Getting to the Root of the Problem

LONDON (ENGLAND)
The Tablet

February 27, 2019

By Jorge I. Dominguez-Lopez

In 2003, when the first wave of sexual abuse by the clergy in the United States was at its critical point, a Latin American priest visiting New York told me: “We in Latin America read the news about the sexual abuse scandals in the Church in the United States but we can’t understand how such a thing could happen.”

For him – as for many commentators at that time – this was just an American problem.

A few years later, the epidemic of sexual abuse scandals hit Ireland and Australia. Some experts offered then another explanation – the sexual abuse epidemic was an Anglo-Saxon problem.

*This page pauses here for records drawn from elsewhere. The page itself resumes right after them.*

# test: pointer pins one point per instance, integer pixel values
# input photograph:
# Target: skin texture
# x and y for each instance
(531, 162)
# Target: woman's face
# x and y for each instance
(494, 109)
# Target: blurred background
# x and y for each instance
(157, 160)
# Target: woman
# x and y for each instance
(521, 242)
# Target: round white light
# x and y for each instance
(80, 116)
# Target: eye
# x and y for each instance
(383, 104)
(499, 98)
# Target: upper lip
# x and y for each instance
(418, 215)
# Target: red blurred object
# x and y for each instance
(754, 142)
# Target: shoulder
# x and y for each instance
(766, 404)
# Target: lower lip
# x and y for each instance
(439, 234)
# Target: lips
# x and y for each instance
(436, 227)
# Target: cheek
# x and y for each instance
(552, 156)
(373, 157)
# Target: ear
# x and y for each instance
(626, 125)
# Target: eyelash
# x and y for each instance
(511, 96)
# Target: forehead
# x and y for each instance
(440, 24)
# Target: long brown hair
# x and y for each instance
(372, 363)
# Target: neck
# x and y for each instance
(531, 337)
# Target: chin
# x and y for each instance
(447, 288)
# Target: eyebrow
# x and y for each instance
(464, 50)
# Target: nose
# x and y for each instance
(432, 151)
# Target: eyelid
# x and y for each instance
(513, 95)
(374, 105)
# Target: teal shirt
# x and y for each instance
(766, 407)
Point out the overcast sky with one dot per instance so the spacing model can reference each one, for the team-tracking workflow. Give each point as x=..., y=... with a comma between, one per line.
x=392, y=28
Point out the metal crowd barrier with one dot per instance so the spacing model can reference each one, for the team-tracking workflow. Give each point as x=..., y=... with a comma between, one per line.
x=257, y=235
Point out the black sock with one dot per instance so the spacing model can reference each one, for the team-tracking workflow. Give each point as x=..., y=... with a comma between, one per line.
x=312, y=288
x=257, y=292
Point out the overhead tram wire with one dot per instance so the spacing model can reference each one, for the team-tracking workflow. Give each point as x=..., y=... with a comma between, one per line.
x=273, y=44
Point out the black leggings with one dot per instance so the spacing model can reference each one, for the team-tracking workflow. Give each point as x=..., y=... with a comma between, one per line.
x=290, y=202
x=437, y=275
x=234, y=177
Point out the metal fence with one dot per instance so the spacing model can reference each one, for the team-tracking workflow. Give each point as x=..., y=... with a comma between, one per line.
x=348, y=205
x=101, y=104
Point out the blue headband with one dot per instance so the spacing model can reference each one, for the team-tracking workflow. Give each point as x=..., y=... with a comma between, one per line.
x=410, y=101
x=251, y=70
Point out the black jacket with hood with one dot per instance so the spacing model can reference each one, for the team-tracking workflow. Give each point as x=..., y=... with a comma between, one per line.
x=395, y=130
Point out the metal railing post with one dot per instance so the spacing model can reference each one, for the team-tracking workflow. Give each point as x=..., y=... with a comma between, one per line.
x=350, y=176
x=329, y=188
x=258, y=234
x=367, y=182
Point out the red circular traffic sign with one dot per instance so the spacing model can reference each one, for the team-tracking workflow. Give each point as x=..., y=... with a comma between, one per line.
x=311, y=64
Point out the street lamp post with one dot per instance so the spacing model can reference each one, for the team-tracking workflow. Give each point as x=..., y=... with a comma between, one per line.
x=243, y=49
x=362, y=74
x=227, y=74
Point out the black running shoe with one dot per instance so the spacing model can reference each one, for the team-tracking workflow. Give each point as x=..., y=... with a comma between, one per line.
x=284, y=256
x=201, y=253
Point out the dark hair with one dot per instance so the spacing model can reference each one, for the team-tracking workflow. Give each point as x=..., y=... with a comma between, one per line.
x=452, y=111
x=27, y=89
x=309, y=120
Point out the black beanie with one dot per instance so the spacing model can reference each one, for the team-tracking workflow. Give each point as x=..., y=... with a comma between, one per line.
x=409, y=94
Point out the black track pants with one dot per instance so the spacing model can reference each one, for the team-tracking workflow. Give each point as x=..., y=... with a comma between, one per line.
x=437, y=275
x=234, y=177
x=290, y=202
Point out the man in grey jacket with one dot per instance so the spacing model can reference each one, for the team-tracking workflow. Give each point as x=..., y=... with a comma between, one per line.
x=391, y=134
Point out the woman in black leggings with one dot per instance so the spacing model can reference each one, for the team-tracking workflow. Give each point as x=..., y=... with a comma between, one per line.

The new theory ignored cases of abuse in the last century like that of Mexican priest Marcial Maciel, founder of the Legion of Christ and the Regnum Christi movement. Other famous cases in Latin America include Peruvian layman Luis Fernando Figari, founder of Sodalitium Christianae Vitae (SCV), a lay Catholic movement, and Fernando Karadima. After years of accusations, Karadima was defrocked by Pope Francis last September.

Karadima’s case was the prelude of the Chilean church’s crisis that exploded last year and resulted in a meeting at the Vatican where all the bishops of Chile presented their resignation to the Holy Father.

Last September, a study revealed that at least 1,670 members of the clergy and lay workers in the church in Germany had been accused of sexual abuse between 1946 and 2014. Six days later, an investigation revealed that 20 out of 39 Dutch cardinals, along with bishops and their auxiliaries “covered up sexual abuse,” for more than 65 years. Italy and India had their share of scandalous revelations too during the same year.

It became clear that the sexual abuse scandal was neither an American, nor an Anglo-Saxon problem. It became clear too in America that it was not a “Catholic problem” as scandals in Hollywood, Protestant denominations and the sports world came to light.